Many of the recommendations in the report have been around for awhile and some, like the millionth call for a system of national service, are sprouting gray hairs. But in the final section on electoral reform one big new idea pops out. That idea is a national congressional primary day in June of midterm election years. (Full disclosure, I’ve been working on a paper with the same idea for Brookings.) For me the attractiveness of this idea is that when democracy is in trouble the best solution is probably more democracy. And the most troubled part of our troubled democracy these days is the extremely small number of people who bother to vote in primaries for Congress. The primary elections going on this summer are sleepy, obscure affairs—guaranteed to re-nominate the incumbent, regardless of his or her accomplishments, or provide an opening for a small, intense group of ideologues. The last time we had primaries in a mid-term election year, 2010, some of these sleepy elections were captured by an upstart group known as the Tea Party.This year, millions of dollars are being spent by the Republican establishment to make sure that that doesn’t happen again. And with the sole exception of Eric Cantor’s defeat to a Tea Party candidate in Virginia—it hasn’t.

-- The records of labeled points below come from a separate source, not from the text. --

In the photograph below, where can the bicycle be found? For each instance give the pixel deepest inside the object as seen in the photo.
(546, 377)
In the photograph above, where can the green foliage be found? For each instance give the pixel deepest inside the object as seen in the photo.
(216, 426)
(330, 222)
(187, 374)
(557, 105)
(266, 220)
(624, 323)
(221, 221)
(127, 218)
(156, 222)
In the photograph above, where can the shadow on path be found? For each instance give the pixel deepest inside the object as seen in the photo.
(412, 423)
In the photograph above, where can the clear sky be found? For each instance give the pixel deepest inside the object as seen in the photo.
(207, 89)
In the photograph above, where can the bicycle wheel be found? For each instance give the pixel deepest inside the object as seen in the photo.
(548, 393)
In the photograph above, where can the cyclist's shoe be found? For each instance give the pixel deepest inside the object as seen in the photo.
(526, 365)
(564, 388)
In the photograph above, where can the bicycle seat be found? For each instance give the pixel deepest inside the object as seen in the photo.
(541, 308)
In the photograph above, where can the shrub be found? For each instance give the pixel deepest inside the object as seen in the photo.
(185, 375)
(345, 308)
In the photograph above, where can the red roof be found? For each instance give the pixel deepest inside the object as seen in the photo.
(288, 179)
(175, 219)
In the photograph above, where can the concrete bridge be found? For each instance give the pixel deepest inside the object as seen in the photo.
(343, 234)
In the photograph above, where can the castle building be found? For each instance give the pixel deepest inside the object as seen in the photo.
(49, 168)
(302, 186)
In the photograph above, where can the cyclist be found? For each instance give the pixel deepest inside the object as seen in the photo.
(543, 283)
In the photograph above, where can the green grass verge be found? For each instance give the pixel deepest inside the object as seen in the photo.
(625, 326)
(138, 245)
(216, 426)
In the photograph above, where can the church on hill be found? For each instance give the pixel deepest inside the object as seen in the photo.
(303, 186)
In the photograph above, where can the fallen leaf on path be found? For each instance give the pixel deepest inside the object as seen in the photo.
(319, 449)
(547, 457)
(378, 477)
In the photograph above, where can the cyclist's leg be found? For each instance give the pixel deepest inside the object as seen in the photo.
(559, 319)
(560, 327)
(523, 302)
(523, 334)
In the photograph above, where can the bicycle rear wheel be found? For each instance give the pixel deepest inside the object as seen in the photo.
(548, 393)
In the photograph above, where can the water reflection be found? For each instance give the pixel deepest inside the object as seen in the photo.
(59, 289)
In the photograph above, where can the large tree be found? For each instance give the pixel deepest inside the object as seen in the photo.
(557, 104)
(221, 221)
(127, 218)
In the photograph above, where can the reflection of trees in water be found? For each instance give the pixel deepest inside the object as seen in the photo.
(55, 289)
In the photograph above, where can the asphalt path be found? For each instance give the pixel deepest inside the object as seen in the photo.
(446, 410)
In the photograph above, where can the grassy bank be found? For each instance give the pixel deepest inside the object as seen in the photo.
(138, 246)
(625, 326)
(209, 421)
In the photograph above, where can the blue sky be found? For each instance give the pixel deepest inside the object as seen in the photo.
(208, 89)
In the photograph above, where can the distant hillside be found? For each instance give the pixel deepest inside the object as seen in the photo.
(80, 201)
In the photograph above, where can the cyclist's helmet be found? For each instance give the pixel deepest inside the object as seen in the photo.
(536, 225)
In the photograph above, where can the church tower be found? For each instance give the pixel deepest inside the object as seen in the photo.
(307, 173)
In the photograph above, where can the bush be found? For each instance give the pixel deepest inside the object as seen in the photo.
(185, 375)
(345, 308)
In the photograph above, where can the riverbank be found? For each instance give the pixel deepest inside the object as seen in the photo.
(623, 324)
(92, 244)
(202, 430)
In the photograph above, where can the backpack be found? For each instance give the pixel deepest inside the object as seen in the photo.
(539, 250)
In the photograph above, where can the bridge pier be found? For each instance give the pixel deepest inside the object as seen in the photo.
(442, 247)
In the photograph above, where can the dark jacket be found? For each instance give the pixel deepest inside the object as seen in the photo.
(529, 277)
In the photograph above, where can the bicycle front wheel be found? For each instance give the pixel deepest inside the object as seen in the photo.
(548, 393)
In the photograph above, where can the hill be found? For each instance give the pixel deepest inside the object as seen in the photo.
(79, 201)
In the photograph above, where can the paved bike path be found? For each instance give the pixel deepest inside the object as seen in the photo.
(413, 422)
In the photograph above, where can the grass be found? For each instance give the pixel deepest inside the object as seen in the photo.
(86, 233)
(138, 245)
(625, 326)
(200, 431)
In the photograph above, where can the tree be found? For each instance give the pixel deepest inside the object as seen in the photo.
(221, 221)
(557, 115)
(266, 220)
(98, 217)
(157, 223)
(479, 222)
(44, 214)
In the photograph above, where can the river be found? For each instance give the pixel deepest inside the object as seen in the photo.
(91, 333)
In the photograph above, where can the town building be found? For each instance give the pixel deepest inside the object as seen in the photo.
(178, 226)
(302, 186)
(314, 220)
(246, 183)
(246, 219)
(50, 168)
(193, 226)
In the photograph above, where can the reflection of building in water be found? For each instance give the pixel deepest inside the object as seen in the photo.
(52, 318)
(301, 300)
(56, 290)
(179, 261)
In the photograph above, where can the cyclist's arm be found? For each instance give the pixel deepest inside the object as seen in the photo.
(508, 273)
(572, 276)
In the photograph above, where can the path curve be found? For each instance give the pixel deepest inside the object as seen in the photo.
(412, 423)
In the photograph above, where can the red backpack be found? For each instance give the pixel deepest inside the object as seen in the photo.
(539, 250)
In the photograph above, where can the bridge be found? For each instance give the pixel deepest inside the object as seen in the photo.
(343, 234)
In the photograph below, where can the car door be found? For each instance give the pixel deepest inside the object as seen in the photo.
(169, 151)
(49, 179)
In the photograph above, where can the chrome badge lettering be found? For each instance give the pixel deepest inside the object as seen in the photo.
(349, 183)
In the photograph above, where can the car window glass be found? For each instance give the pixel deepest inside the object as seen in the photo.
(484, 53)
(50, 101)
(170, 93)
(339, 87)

But given the overall state of American democracy on this July 4th, both America’s political parties could use a robust, internal debate. Yet the fact that congressional primaries are spread out across seven months on eighteen different days, means that no one even knows they are happening, no one knows what the issues are and practically no one turns out to vote. A national primary day would spur discussion about the future of both political parties, it would grab the attention of the press, the parties, and the interest groups aligned with the parties and most importantly the voters. A national primary day might just get the voters back into the practice of democracy once again. And that would make Thomas Jefferson proud.